On August 19, Kiev's Independence Square was cleared of the last remains of the Euromaidan protest camp. Despite the fact that the new Ukrainian government owes much of its power to the people who built it, the camp had lately become a thorn in the eye of the state, and so the tents were finally forcibly removed by the authorities. After former Ukrainian president Viktor Yanukovych's departure in February 2014, most protesters had returned home anyway. Those who remained in the camp were mostly activists who'd grown too accustomed to the permanent state of emergency to go back to their normal lives.
A few days before the evacuation was supposed to take place, I found myself on Independence Square. I couldn't shake the impression that apart from random passerby and a few tourists, a lot of the inhabitants of the remaining tent cities were slightly dubious characters.
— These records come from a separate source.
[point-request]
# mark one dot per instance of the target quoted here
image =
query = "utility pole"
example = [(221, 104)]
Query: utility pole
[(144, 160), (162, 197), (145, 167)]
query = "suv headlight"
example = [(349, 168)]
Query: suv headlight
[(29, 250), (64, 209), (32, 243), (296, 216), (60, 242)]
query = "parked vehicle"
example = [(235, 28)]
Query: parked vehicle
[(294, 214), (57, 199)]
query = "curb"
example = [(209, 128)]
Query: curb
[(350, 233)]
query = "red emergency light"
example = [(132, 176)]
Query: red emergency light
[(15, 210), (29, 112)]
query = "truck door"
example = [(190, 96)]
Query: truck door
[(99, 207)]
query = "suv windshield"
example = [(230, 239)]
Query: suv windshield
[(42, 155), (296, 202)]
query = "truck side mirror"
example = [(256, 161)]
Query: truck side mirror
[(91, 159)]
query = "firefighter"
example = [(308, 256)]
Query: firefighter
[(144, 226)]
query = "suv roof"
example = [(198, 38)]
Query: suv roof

Most were men in camouflage clothing, some of whom also wore flags of political organizations; many looked quite disheveled, as they might after living outdoors for months. My Ukrainian friends told me about nocturnal assaults and fights breaking out in the middle of the night on the square. After dark, the square didn't feel like a safe place to be in.
As the encampment was being cleared, the last inhabitants reacted by setting tires on fire and throwing stones at the city workers. Despite their opposition, the Maidan finally returned to its original state. The big Christmas tree, the flags, and posters will later be displayed in a museum dedicated to the events of the past year.